# How hard is it to remove and install a window?



## Evil Scotsman (May 6, 2010)

Alright I am NOT an idiot, but have never done this before. I know my way around a workbench well enough I guess. I will need to be replacing about 13 windows and 8 interior doors. The windows will be vinyl casement windows and prehung mdf doors. Is this something a newbie could do? As I said I know my way around a workbench and am pretty good at catching on to construction. But don't want to have cockeyed windows that don't open and close either. I need your honest input please.

Thank You


----------



## SJNServices (May 7, 2010)

What kind of siding do you have on the house?


----------



## Evil Scotsman (May 7, 2010)

Right now it is 1960's asbestos shingles, but we will be covering them all with vinyl sidings once we get the windows in.


----------



## Evil Scotsman (May 7, 2010)

What is the PROPER/BEST/MOST ACCURATE way to measure for replace windows. My THOUGHT is to remove the trim,(it will all be replaced anyway) and measure the rough opening? I don't want to measure the windows, order them, pay for them, then find out I screwed everything up.!


----------



## frozenstar (May 12, 2010)

13 windows and 8 doors sounds like a lot of work for me. If you can have someone who knows enough knowledge on what to do and can help you, work won't be that hard IMO.


----------



## huberm (Sep 28, 2010)

over the past year i have installed 12 replacement windows, 2 exterior doors, and 5 prehung interior doors.  I have about average handyman skills.  The windows were super easy and the doors were a little more difficult.  The only thing you have to worry about is getting the doors plumb and level.  Beyond that, it is really easy to do yourself.

You could probably do all of your replacement windows in one day (i did 10 in a day).  If you are doing interior doors I would be willing to bet you could probably get at least 5 done in a day.

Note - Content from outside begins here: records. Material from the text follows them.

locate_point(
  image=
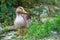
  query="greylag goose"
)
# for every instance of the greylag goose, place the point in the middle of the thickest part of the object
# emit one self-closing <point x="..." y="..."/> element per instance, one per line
<point x="22" y="20"/>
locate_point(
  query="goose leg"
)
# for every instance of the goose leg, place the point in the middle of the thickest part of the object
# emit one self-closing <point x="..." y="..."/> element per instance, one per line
<point x="19" y="35"/>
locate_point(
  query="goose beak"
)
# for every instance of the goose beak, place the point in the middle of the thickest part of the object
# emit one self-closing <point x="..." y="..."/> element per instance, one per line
<point x="24" y="11"/>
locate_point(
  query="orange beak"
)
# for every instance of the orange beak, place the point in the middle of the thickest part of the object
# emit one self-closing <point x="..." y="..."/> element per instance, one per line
<point x="24" y="11"/>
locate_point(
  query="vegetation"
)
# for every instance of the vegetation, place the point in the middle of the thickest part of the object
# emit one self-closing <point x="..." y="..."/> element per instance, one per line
<point x="37" y="29"/>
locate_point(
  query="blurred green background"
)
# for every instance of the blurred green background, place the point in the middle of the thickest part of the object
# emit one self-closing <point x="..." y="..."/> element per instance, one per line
<point x="45" y="15"/>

To measure for replacement windows, just measure from jamb to jamb and sill to sill.  They recommend measuring in 3 places and taking the shortest measurement.  It doesn't need to be horribly accurate because you'll be filling the gaps with shims and then caulk.


----------



## Evil Scotsman (Sep 28, 2010)

Pretty much decided that I am going to have Lowes come in and measure the windows for me. Then will buy them from ??? My brother is going to help me install them. Interior doors I am not so concerned with, pretty sure I can handle that. But the basement exterior door and the French doors that will replace the sliding glass doors I will have someone install. (I think) haha


----------



## Albert_23 (Oct 17, 2010)

Just hire a professional Scotsman.  13 windows and 8 doors by yourself?  That's a job for a team.


----------



## Tangelo (Oct 18, 2010)

Evil Scotsman said:


> Pretty much decided that I am going to have Lowes come in and measure the windows for me. Then will buy them from ??? My brother is going to help me install them. Interior doors I am not so concerned with, pretty sure I can handle that. But the basement exterior door and the French doors that will replace the sliding glass doors I will have someone install. (I think) haha



Hello Evil Scotsman, How is your project going, have you received your measure from Lowes yet? I know some big box stores wont measure unless they are doing the install as well.


----------